Northern cod numbers no reason to panic
Last week’s news on Northern Cod wasn’t what anyone was hoping for, but it’s no cause for panic.
There will be fluctuations in biomass from year to year in any stock that’s rebuilding. These same cod stocks had declines from 2009 to 2011, but the overall stock still increased 12-fold in the last 15 years, from an estimated 25,000 metric tonnes to 315,000 metric tonnes.
This year’s decrease was not a result of the very small stewardship fishery; natural mortality has been driving the trajectory of this stock since the moratorium. The harvest limits approved by DFO are extremely conservative and well below the threshold DFO Science identifies as not hindering overall growth of the stock. But the reality is that organizations such as the Groundfish Enterprise Allocation Council (GEAC) and its offshore corporate members want to kill inshore efforts to prepare and rebuild the Northern Cod fishery.
Their disingenuous interest in the conservation and sustainability of Northern Cod should not be taken seriously, especially given the fact that their offshore corporate trawlers continue to fish vulnerable, pre-spawning aggregations of cod on the province’s south coast.
With sustainability and conservation as a top priority, the inshore fishery continues to prepare for the return of groundfish.
The harvesting proposals put forward by the N.L. Groundfish Industry Development Council, a coalition of inshore harvesters and processing companies, are based on science.
The union is co-leading a Fisheries Improvement Project (FIP) for Northern Cod in 2JK3L, which was recently graded “A” by Fisheryprogress.org for significant progress in addressing concerns around bait, endangered/threatened/protected species, harvest control rules and management plans.
What is needed is more focus on predation within the ecosystem and a better look at the impact of seals on the stock.

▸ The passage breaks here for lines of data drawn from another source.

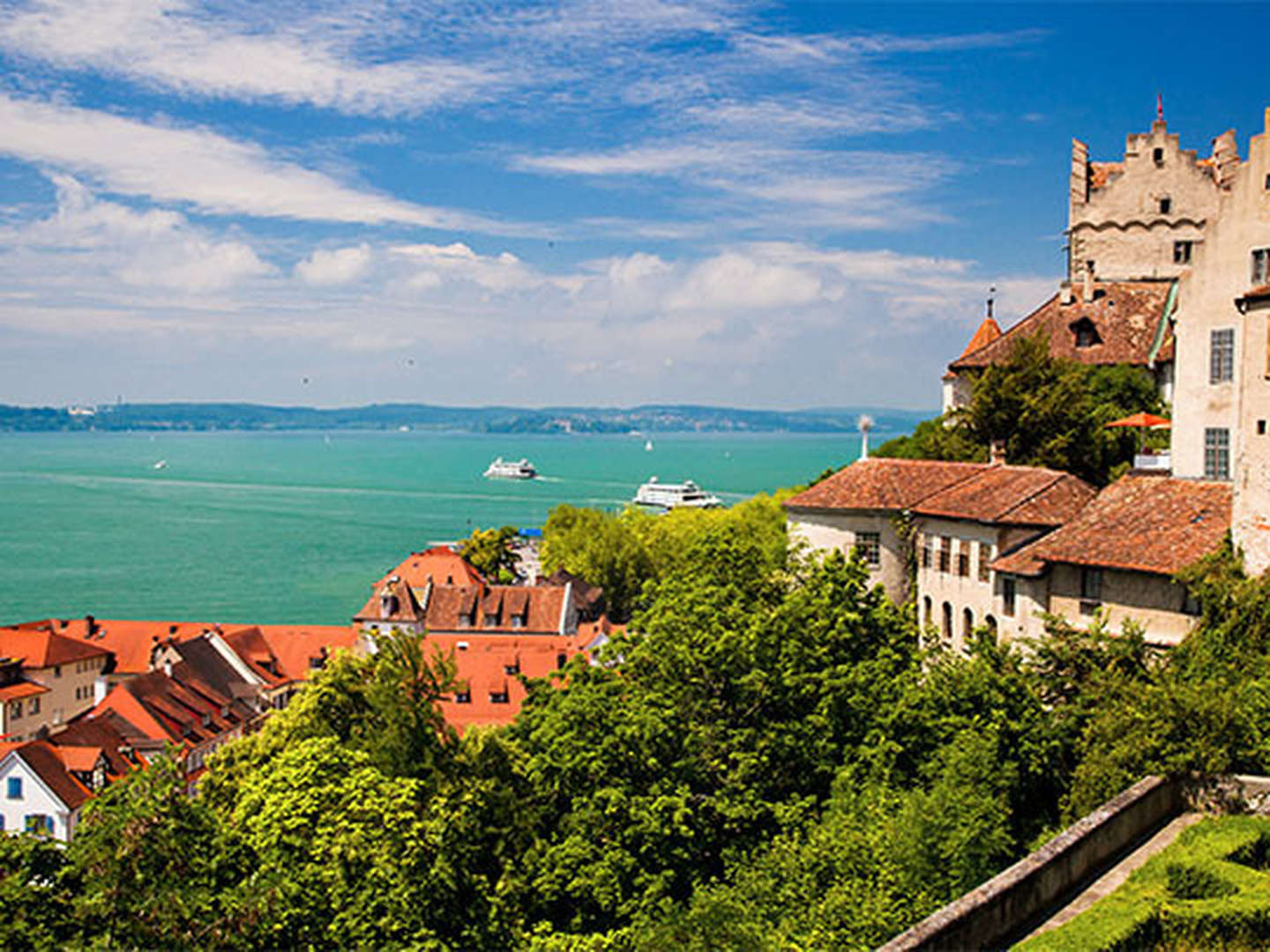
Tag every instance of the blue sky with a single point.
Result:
(578, 202)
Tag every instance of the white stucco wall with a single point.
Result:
(825, 532)
(36, 799)
(1120, 227)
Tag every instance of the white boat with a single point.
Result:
(508, 470)
(675, 495)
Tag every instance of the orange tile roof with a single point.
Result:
(989, 331)
(297, 646)
(1015, 495)
(539, 606)
(482, 668)
(1125, 316)
(43, 645)
(407, 609)
(883, 484)
(1140, 524)
(43, 761)
(1012, 495)
(130, 641)
(439, 564)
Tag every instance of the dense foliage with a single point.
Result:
(1050, 412)
(1208, 890)
(489, 551)
(764, 761)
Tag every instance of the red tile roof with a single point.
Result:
(494, 607)
(1016, 495)
(1013, 495)
(1140, 524)
(883, 484)
(181, 709)
(439, 564)
(1124, 315)
(45, 643)
(130, 641)
(45, 762)
(482, 668)
(404, 605)
(297, 651)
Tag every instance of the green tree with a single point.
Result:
(489, 551)
(155, 868)
(1048, 412)
(37, 889)
(605, 550)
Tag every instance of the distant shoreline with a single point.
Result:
(654, 419)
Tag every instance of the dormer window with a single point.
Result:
(1260, 265)
(1086, 334)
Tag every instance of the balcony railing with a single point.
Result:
(1154, 462)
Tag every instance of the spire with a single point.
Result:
(989, 331)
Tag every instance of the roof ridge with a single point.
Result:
(1057, 475)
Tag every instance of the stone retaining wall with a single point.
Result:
(1000, 909)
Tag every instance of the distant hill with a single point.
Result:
(482, 419)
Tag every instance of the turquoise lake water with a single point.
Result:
(295, 527)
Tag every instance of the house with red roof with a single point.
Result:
(45, 782)
(1117, 556)
(196, 703)
(46, 678)
(1001, 546)
(496, 634)
(930, 531)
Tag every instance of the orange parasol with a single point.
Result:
(1142, 419)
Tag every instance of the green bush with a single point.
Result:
(1206, 891)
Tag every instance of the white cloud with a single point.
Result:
(197, 167)
(338, 265)
(153, 248)
(181, 48)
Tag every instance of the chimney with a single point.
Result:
(1226, 158)
(1080, 178)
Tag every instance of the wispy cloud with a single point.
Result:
(184, 48)
(199, 167)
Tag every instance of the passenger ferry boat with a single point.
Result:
(508, 470)
(675, 495)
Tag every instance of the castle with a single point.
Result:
(1169, 268)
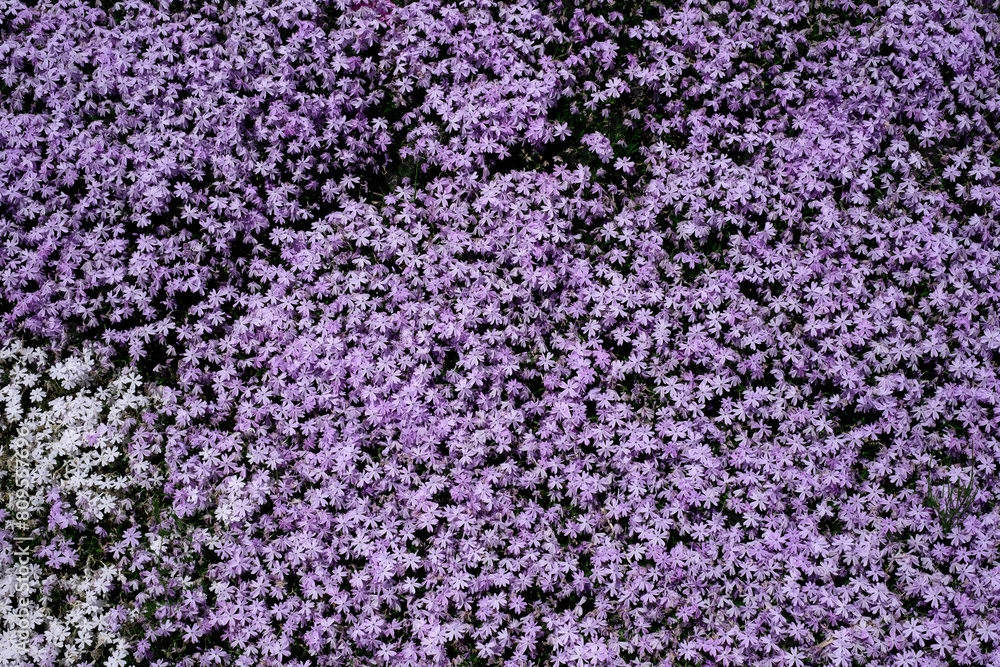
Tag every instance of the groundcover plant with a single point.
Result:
(484, 333)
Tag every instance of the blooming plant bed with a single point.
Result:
(522, 334)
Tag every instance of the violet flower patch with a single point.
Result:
(534, 333)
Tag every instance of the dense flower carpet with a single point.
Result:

For years, our organization has been calling on the federal government to step up and follow through with recommendations to control the seal population. There are approximately eight million seals in Atlantic Canada, and each adult can eat about two tonnes of prey each year, up to half of which is cod. That’s a lot of cod — substantially more than the small stewardship fishery harvests each year.
It is also crucial that the government implement measures to track removals from the recreational fishery. We need as much data as possible to tell the true picture of health of this stock.
For centuries, coastal communities in Newfoundland and Labrador relied on cod as their main economic driver. We need only to look to the introduction of the offshore dragger fleet to see how the collapse of our most prized resource began.
The inshore fishery employs thousands in harvesting, processing, transportation and servicing. The profits of which stay here in our province, contributing to the livelihoods of families and sustaining entire communities and regions.
The small-scale inshore fishery did not lead to the collapse of northern cod, nor is it hindering rebuilding efforts.